Kabinenpredigt Wacker Nordhausen: Die Nordthüringer gegen die abgestiegenen Optiker aus Rathenow

Schlussspurt für Nordhausen. Motivation wird schwer fallen, es geht um rein gar nichts mehr - außer um die Galerie. (Foto: Hessland)
Nordhausen: Stadion | + Die Leistungsträger bleiben Uz: Wacker Nordhausen muss in der Regionalliga gegen Rathenow ran +

Arand: Das Pokalspiel beim FCC ging ja voll vor den Baum. Eine glatte 0:2-Niederlage im Jenaer Paradies. Da hat das Trainerteam vermutlich zu viel rotiert zuvor in der Liga. Das Schonen der Stammspieler, hat nichts gebracht. Wenigstens gelang in der Liga gut 48 Stunden später ein 2:1-Heimsieg gegen Bautzen. Allerdings schwacher Trost. Platz drei wurde gefestigt, denn nach vorne und nach hinten in der Tabelle kann nichts mehr passieren.


Heyder: Ja, umgekehrt wäre es sinnvoller gewesen, im Pokal zu gewinnen und gegen Bautzen zu verlieren. Aber was soll's. Das Schonen bringt manchmal die Spieler auch aus dem Spielrhythmus. Ein Tor häte Wacker in so einem Fight aber erzielen müssen, da leg ich mich fest. Jena trifft nun auf den Sieger aus Rudolstadt und Erfurt, Wacker kann da nur noch zuschauen.
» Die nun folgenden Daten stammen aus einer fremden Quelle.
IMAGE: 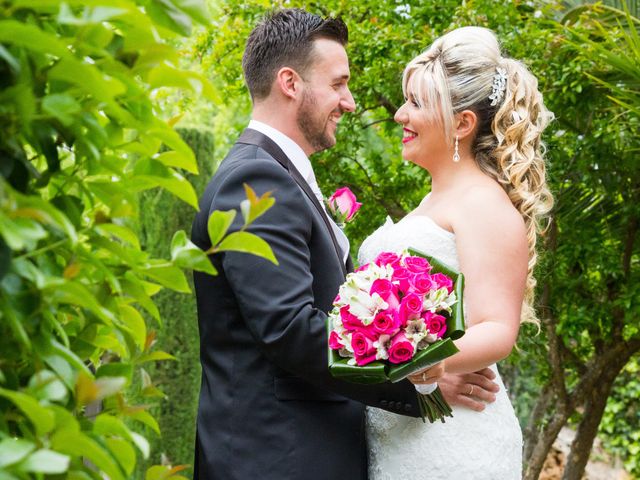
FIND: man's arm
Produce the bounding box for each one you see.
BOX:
[209,155,419,416]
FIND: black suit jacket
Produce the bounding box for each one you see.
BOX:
[192,130,419,480]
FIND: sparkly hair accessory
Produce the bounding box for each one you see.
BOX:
[489,67,507,107]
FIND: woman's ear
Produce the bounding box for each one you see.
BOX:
[274,67,302,100]
[455,110,478,140]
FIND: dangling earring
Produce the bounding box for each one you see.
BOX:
[453,135,460,162]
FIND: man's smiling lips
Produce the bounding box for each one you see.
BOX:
[402,128,418,143]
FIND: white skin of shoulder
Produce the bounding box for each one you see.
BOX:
[411,178,528,373]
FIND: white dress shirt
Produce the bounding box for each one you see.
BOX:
[248,120,349,262]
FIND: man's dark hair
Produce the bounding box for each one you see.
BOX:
[242,8,349,101]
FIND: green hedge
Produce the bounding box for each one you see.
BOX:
[140,128,215,472]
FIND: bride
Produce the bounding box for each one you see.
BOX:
[359,27,552,480]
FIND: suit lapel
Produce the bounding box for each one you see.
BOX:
[236,128,351,275]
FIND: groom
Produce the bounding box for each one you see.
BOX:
[192,10,498,480]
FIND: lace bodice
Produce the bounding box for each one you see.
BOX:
[358,215,522,480]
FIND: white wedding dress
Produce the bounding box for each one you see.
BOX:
[358,215,522,480]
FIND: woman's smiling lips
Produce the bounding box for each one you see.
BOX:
[402,128,418,143]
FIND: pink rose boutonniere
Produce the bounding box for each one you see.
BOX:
[327,187,362,228]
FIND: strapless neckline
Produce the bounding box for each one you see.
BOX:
[398,214,456,238]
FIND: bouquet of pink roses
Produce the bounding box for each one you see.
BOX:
[328,250,464,422]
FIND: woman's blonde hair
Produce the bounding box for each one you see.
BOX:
[402,27,553,323]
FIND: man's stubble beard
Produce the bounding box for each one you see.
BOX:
[296,90,336,152]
Arand: Es herrscht Unmut beim FSV. Verständlich. Präsident Kleofas schimpft auf die Einstellung mancher Spieler. Er vermisste hungrige Spieler im Pokalspiel, die um die Bedeutung der Partie wissen, auch mit der Rückrunde ist er nicht zufrieden. Ein sieben Punkte-Vorsprung wurde verspielt. Manch ein Spieler wolle gar nicht in Liga drei. Das ist harter Tobak. „Aufräumarbeiten“ im Kader sollen nun stattfinden.
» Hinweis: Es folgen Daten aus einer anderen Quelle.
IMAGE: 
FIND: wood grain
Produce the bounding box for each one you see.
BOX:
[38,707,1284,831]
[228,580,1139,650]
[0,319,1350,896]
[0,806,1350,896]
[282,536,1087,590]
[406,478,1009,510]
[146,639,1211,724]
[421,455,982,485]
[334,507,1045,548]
Heyder: Sportlich soll sich einiges an der Struktur ändern. Maurizio Gaudino, Sportdirektor in Reutlingen, ist im Gespräch. Letzte Woche verlängerten die Leistungsträger Semmer, Pichinot, Becken und Herröder ihre Verträge für zwei Jahre. Auch die EVN als Sponsor unterzeichnete einen neuen dreijährigen Vertrag. Die Rahmenbedingungen stimmen also. Christian Henne zieht es zu Lok Leipzig, die in die Regionalliga aufsteigen werden.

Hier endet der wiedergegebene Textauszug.